Whitfield County Correctional workers raise money for breast cancer group
WHITFIELD COUNTY, GA (WRCB) -- They had blisters on top of blisters by the time they were through, but three Whitfield County Correctional Center workers say a little pain was a small price to pay for participating in the 2012 Atlanta 2-Day Walk for Breast Cancer.
"I don't know if it would have been as much fun if you didn't know that the money was going toward something useful and something that everybody may need one day...you just never know," said Dia Curtis, who walked 30 miles in two days along the streets of Atlanta, along with fellow workers Angie Amos and Beth Gomez and more than 800 of their new friends.
The three local women were inspired to participate in the event after another co-worker, Misty Kovach, was diagnosed with breast cancer late in 2010. She has since undergone treatment and returned to work.

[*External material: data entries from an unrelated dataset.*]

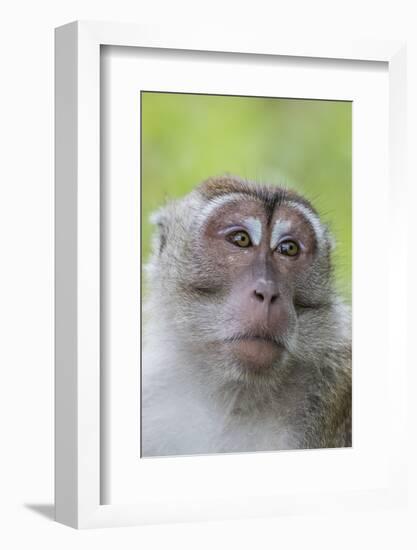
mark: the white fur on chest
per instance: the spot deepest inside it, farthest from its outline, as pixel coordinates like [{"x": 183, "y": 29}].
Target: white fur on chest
[{"x": 181, "y": 415}]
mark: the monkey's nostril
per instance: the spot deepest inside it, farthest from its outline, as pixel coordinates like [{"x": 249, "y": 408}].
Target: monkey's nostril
[{"x": 259, "y": 296}]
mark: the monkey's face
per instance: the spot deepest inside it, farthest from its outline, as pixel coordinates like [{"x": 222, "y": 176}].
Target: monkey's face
[{"x": 246, "y": 270}]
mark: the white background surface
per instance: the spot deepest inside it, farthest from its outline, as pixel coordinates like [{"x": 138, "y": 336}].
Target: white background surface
[{"x": 26, "y": 275}]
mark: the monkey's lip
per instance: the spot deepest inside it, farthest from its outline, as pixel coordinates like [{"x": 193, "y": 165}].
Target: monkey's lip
[{"x": 256, "y": 351}]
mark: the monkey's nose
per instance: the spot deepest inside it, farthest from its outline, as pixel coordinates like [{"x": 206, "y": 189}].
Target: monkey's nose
[{"x": 266, "y": 292}]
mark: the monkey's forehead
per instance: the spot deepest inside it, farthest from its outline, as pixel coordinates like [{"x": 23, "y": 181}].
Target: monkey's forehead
[{"x": 270, "y": 195}]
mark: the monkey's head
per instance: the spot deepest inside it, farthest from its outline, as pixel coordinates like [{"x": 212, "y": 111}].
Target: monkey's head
[{"x": 237, "y": 273}]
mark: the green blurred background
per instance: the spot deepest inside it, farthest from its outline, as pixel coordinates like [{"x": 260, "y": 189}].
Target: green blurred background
[{"x": 303, "y": 144}]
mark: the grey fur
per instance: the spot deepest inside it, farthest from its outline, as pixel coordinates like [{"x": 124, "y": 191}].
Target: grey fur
[{"x": 196, "y": 400}]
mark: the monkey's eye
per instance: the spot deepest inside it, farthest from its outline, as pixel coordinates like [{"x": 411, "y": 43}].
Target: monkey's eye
[
  {"x": 288, "y": 248},
  {"x": 240, "y": 238}
]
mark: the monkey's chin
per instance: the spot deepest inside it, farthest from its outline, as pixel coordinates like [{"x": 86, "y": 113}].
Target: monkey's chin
[{"x": 257, "y": 353}]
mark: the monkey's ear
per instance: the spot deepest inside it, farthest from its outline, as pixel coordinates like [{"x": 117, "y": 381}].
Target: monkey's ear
[
  {"x": 331, "y": 239},
  {"x": 160, "y": 219}
]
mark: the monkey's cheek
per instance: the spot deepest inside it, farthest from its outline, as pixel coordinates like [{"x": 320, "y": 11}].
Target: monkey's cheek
[{"x": 257, "y": 354}]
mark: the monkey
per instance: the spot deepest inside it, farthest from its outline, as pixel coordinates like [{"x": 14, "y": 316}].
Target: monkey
[{"x": 246, "y": 342}]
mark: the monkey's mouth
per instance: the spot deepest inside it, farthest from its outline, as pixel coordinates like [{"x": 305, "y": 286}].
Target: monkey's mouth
[{"x": 256, "y": 351}]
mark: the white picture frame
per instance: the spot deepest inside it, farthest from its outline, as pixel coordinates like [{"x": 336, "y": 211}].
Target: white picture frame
[{"x": 78, "y": 405}]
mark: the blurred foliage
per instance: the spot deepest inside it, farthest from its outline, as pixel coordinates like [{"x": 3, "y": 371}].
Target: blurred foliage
[{"x": 302, "y": 144}]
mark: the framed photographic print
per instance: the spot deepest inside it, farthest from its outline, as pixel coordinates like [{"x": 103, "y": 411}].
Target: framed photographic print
[{"x": 217, "y": 275}]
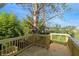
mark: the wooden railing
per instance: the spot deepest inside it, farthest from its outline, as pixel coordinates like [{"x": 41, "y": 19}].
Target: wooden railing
[
  {"x": 71, "y": 42},
  {"x": 13, "y": 46}
]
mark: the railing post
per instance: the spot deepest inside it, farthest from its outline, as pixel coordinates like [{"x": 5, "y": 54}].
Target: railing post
[{"x": 2, "y": 49}]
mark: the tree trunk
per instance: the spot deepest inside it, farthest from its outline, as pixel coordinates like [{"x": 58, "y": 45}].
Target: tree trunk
[
  {"x": 35, "y": 18},
  {"x": 43, "y": 14}
]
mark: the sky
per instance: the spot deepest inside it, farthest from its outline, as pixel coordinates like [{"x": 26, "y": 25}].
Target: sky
[{"x": 69, "y": 18}]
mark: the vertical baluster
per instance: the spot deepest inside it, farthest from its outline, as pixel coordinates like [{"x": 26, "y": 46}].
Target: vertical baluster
[
  {"x": 9, "y": 48},
  {"x": 18, "y": 45},
  {"x": 6, "y": 48}
]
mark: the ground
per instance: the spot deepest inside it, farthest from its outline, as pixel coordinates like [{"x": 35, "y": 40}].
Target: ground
[{"x": 55, "y": 49}]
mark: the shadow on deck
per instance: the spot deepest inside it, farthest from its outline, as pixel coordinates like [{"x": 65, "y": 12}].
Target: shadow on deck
[{"x": 55, "y": 49}]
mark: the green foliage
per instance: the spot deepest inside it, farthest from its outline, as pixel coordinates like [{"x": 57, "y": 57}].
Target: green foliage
[{"x": 9, "y": 26}]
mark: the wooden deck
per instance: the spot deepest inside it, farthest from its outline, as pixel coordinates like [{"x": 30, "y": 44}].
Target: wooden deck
[{"x": 55, "y": 49}]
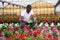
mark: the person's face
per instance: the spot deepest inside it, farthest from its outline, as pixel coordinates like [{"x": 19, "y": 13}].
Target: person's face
[{"x": 28, "y": 9}]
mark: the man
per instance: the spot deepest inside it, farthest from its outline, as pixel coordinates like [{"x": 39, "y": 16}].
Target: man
[
  {"x": 57, "y": 3},
  {"x": 25, "y": 16}
]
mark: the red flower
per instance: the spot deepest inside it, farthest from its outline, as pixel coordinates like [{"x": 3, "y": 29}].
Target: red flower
[
  {"x": 50, "y": 36},
  {"x": 22, "y": 36}
]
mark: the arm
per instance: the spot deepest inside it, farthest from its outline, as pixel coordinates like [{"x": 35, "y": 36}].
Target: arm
[{"x": 22, "y": 19}]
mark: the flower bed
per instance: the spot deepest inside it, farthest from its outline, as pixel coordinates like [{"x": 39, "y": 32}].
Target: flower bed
[{"x": 42, "y": 31}]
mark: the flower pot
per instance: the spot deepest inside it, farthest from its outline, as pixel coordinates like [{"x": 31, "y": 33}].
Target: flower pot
[
  {"x": 8, "y": 38},
  {"x": 55, "y": 38},
  {"x": 59, "y": 35}
]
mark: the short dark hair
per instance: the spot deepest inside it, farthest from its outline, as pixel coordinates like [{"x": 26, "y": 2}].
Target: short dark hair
[{"x": 28, "y": 6}]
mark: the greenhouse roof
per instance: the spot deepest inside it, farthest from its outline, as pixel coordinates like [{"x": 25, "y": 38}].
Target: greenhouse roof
[{"x": 24, "y": 2}]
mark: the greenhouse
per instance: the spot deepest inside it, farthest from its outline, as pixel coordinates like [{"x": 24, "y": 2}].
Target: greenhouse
[{"x": 29, "y": 19}]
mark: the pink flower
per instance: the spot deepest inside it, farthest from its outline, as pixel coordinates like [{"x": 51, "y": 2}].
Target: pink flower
[
  {"x": 9, "y": 30},
  {"x": 33, "y": 16},
  {"x": 55, "y": 31},
  {"x": 10, "y": 27},
  {"x": 46, "y": 27},
  {"x": 43, "y": 31}
]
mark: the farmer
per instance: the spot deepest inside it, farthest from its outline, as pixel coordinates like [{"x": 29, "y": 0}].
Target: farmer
[{"x": 25, "y": 16}]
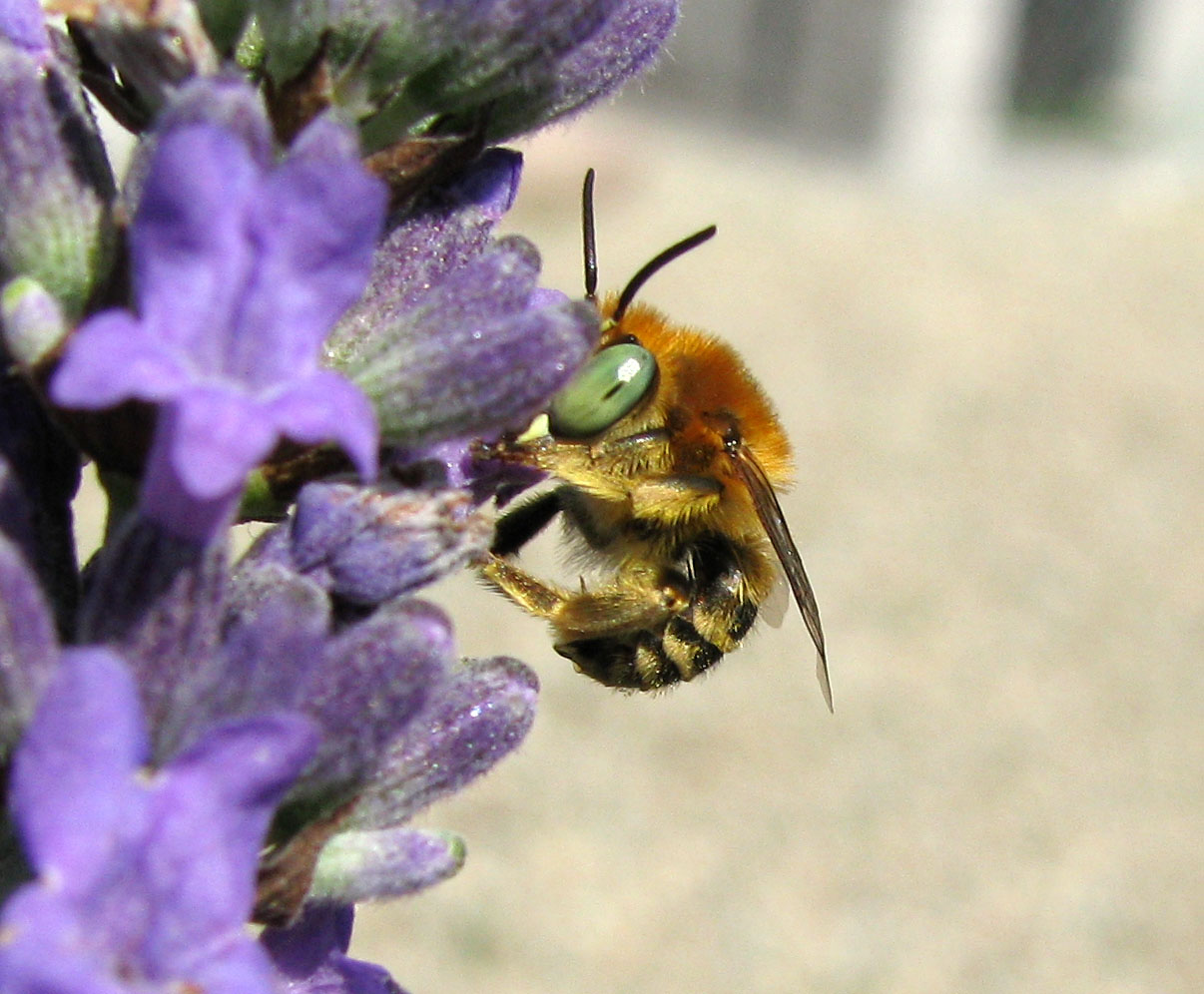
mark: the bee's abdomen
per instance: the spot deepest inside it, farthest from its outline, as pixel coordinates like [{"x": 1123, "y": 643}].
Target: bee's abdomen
[{"x": 717, "y": 619}]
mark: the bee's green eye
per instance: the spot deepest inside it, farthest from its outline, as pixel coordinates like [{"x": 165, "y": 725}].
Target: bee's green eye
[{"x": 609, "y": 386}]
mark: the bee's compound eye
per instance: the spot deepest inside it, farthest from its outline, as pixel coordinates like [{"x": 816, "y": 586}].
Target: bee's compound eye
[{"x": 609, "y": 386}]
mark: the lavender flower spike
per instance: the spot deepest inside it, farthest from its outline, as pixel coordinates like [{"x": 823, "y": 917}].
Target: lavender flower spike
[
  {"x": 240, "y": 272},
  {"x": 311, "y": 956},
  {"x": 145, "y": 881}
]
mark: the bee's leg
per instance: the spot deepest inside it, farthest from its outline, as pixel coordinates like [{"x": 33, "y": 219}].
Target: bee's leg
[
  {"x": 612, "y": 633},
  {"x": 516, "y": 527},
  {"x": 530, "y": 594},
  {"x": 629, "y": 602}
]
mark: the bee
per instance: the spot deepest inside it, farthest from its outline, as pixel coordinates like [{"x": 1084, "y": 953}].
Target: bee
[{"x": 667, "y": 454}]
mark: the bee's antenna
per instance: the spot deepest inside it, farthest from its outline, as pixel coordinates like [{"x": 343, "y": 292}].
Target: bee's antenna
[
  {"x": 659, "y": 262},
  {"x": 591, "y": 249}
]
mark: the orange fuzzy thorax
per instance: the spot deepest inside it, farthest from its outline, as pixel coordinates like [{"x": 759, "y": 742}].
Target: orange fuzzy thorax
[{"x": 702, "y": 374}]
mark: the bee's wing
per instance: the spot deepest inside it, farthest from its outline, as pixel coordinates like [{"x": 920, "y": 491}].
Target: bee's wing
[
  {"x": 773, "y": 608},
  {"x": 775, "y": 524}
]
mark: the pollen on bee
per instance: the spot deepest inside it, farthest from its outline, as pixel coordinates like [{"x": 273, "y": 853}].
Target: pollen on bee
[{"x": 537, "y": 428}]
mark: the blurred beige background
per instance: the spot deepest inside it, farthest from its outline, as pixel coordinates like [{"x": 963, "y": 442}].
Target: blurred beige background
[{"x": 994, "y": 390}]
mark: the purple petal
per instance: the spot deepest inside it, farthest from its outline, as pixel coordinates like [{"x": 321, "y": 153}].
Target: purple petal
[
  {"x": 310, "y": 954},
  {"x": 372, "y": 865},
  {"x": 159, "y": 598},
  {"x": 317, "y": 218},
  {"x": 54, "y": 226},
  {"x": 325, "y": 407},
  {"x": 230, "y": 782},
  {"x": 629, "y": 41},
  {"x": 368, "y": 547},
  {"x": 467, "y": 725},
  {"x": 40, "y": 480},
  {"x": 218, "y": 436},
  {"x": 191, "y": 250},
  {"x": 74, "y": 792},
  {"x": 271, "y": 650},
  {"x": 23, "y": 23},
  {"x": 375, "y": 679},
  {"x": 443, "y": 233},
  {"x": 28, "y": 649},
  {"x": 111, "y": 360},
  {"x": 475, "y": 358}
]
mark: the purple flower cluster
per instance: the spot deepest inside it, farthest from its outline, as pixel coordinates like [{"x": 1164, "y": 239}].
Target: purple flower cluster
[{"x": 257, "y": 321}]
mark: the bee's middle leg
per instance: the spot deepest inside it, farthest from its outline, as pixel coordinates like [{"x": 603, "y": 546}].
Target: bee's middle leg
[{"x": 626, "y": 603}]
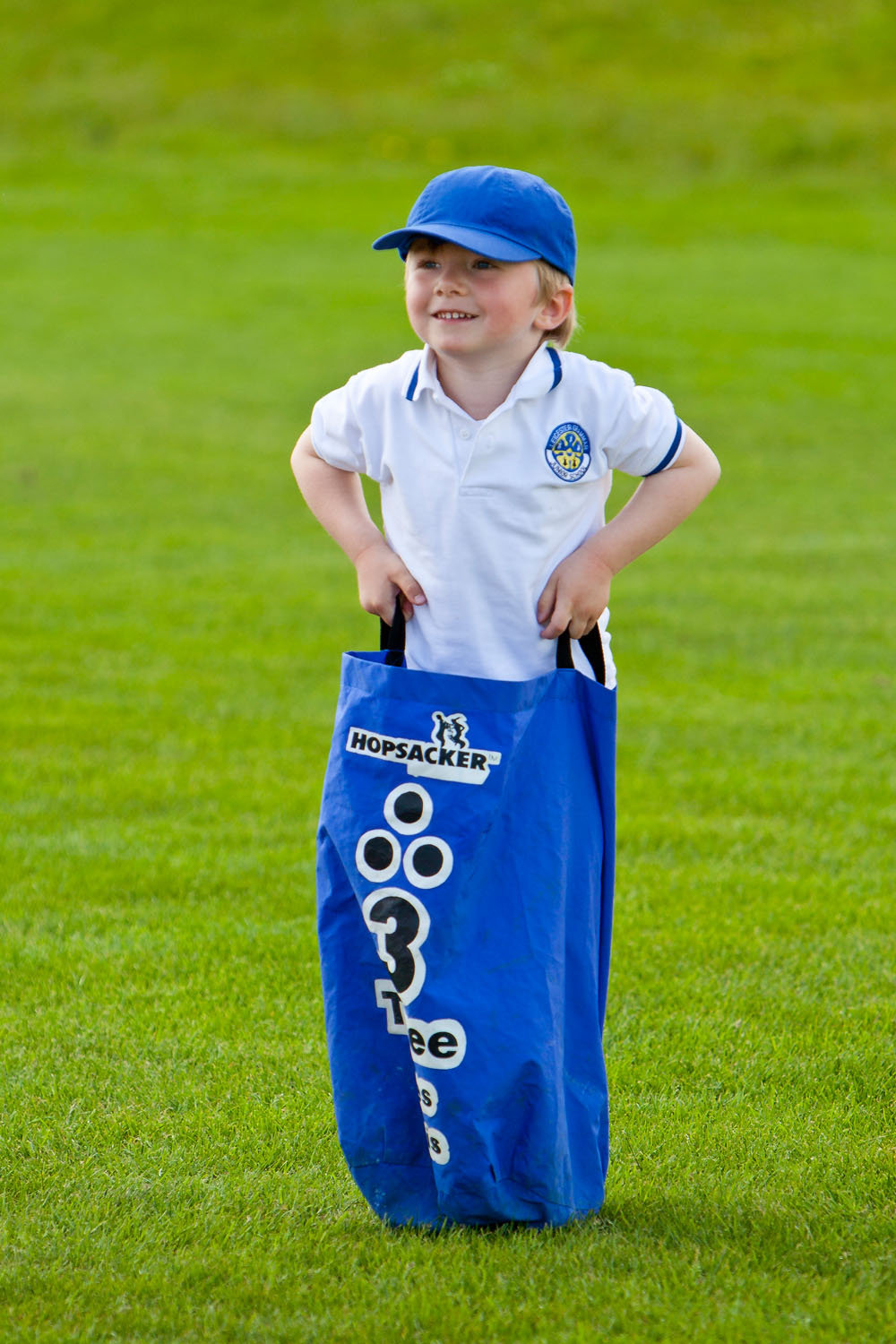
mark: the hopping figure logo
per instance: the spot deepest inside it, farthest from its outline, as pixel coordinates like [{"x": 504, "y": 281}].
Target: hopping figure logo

The 2-Day Walk for Breast Cancer aims to raise money and awareness for Georgia breast cancer organizations, a mission that in less than 10 years has generated more than $8 million to fund 169 grants, assisting programs in Georgia that help provide awareness, education, diagnosis, treatment, and much more. This year, the walk raised more than $500,000.
To prepare for their 20-mile walk on Saturday, Oct. 6 and another 10-mile walk a day later, Curtis and Amos had been training for two months, while Gomez was already a religious runner.
Still, the journey was definitely not an easy one for any of the women. "To give you an idea of how hard it was, Beth had run a half-marathon two weeks before we went," Curtis said, "and she talked about how our 20-mile walk was harder than the half-marathon she'd run. You definitely have to train for this, months in advance."
It wasn't necessarily the walking that was so hard, Curtis said, "but you encounter things like the blisters on your feet, and that's what starts making it rough."
Amos suggests the idea of investing in some good walking shoes might be worth the money. "I think the shoes would matter a lot," she said.
Curtis wouldn't argue, noting that her husband had unsuccessfully tried to talk her into being fitted for a good pair of walking shoes at a custom shoe store in Atlanta. "I wish now I had went and spent the extra money and got those shoes because I think it would have made a difference," she said.
Still, though, the three women made it to the finish line, despite the agony of "de-feet." Curtis even had to battle the effects of a lingering stomach virus that threatened to keep her at home.
"I felt so bad, but I told myself that I had not worked this hard and raised this much money just to stay at home," she said. "Then I also started thinking about the breast cancer victims who don't have an option as to whether they have to go do something – they just have to carry on through their illness. I'm thinking, I've just got a stomach virus, I couldn't imagine what they're going through."
Once the women made it to Atlanta, helping make the journey much more tolerable was the tremendous support of well-wishers along the way, including the motorcade participants who blocked off intersections for the walkers and then constantly shouted words of encouragement to them. "You wouldn't think that people cheering you on would make a difference," Curtis said, "but I really think it did."
Amos agreed. "It makes a big difference, them saying things like ‘Good Job!' and ‘You're doing great!'"
"They definitely lightened the spirit of how rough it was," Curtis said. "You pass one of them and you're thinking, ‘Oh, my gosh, I'm not gonna make it!' and then here they'd come, hollering ‘Let's go! Let's go!' It just pumps you up, and you're like, ‘All right, let's go!' If it wasn't for them, I don't think you could make it. I really don't."
The last mile on Sunday was an especially emotional one for everyone. "Everybody joined up about a half a mile to the finish line because they wanted everybody to walk the finish line together," Curtis said.
"And then people had family members there cheering them on like on the sidelines," Amos said. "That was very sweet."
Cancer survivors who couldn't walk the entire route were also invited to join in on the last half-mile, "which was great," Curtis said. The three local women raised their $3,000 minimum requested by event organizers but say they still have several T-shirts that they'll sell for a bargain to begin raising money for next year.
"And if anybody wants to join and walk with us in 2013, we're up for that too because I think the more people that we can get to go, it'll be that much more fun," Curtis said. "Not only does the money go to a good cause, which is awesome, but we had so much fun! You meet so many new people."
Says Amos, "I can't wait until next year!"